We have to write a simple 3-layer NN that learn f(x)=x² with the softplus activation function at the end.

In my implementation the reults are just rubbish and I don't know what I'm doing wrong.

import autograd.numpy as np
from autograd import grad
from autograd import elementwise_grad
from autograd import hessian
import random

class Neural_Net(object):
    def __init__(self, inputSize, hiddenSize, outputSize,
                 learning_rate=0.0001, epochs=100,
                 activation1="sigmoid", activation2="softplus"):
        self.inputSize = inputSize
        self.outputSize = outputSize
        self.hiddenSize = hiddenSize
        self.learning_rate = learning_rate
        self.epochs = epochs

        if activation1 == 'softplus':
            self.activation1 = softplus
            self.activation1_grad = softplus_grad
        if activation1 == 'sigmoid':
            self.activation1 = sigmoid
            self.activation1_grad = sigmoid_grad
        if activation1 == 'tanh':
            self.activation1 = np.tanh
            self.activation1_grad = tanh_grad

        if activation2 == 'softplus':
            self.activation2 = softplus
            self.activation2_grad = softplus_grad
        if activation2 == 'sigmoid':
            self.activation2 = sigmoid
            self.activation2_grad = sigmoid_grad
        if activation2 == 'tanh':
            self.activation2 = np.tanh
            self.activation2_grad = tanh_grad

        self.W1 = np.random.randn(self.inputSize, self.hiddenSize)
        self.b1 = np.ones((1, self.hiddenSize))
        self.W2 = np.random.randn(self.hiddenSize, self.outputSize)
        self.b2 = np.ones((1, self.outputSize))

    def forward_prop(self, X):    
        self.Z1 = np.dot(X, self.W1) + self.b1
        self.A1 = self.activation1(self.Z1)
        self.Z2 = np.dot(self.A1, self.W2) + self.b2
        self.A2 = self.activation2(self.Z2)

        return self.A2

    def back_prop(self, X, Y):
        self.dA2 = (self.A2 - Y)*self.activation2_grad(self.Z2)
        self.dA1 = (np.dot(self.dA2,self.W2.T))*self.activation1_grad(self.Z1)

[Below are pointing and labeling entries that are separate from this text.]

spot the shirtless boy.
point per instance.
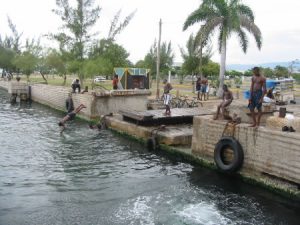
(70, 116)
(204, 83)
(257, 93)
(227, 99)
(167, 96)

        self.W1 -= self.learning_rate*X.T.dot(self.dA1)
        self.b1 -= self.learning_rate*self.dA1

        self.W2 -= self.learning_rate*np.dot(self.A1.T, self.dA2)
        self.b2 -= self.learning_rate*self.dA2

    def train(self, X, Y):
        self.forward_prop(X)
        self.back_prop(X, Y)

def softplus(x):
    return np.log(1 + np.exp(x))

def sigmoid(x):
    return 1/(1+np.exp(-x))

softplus_grad = elementwise_grad(softplus)
sigmoid_grad = elementwise_grad(sigmoid)
tanh_grad = elementwise_grad(np.tanh)


NN1 = Neural_Net(inputSize=1, hiddenSize=1, outputSize=1, epochs=10000)
for epoch in range(NN1.epochs):
    X = np.array(([[random.randint(1, 100)]]))
    Y = np.square(X)
    A2 = NN1.forward_prop(X)
    print("Input: " + str(X))
    print("Actual Output: " + str(Y))
    print("Predicted Output: " + str(A2))
    print("Loss: " + str(np.mean(np.square(Y - A2))))
    print("\n")
    NN1.train(X, Y)

The expected output just increases and depending on which parameters I choose it becomes NaN or inf before it finishes

2 Answers

0
user31264 On

Just like at forward step you calculate Z1 then A1 then Z2 then A2, at backward step you should calculate gradients at opposite order: dA2 then dZ2 then dA1 then dZ1. You don't calculate dZ2 or dZ1, therefore it cannot work. Maybe you have other problems as well, but this one is the most obvious.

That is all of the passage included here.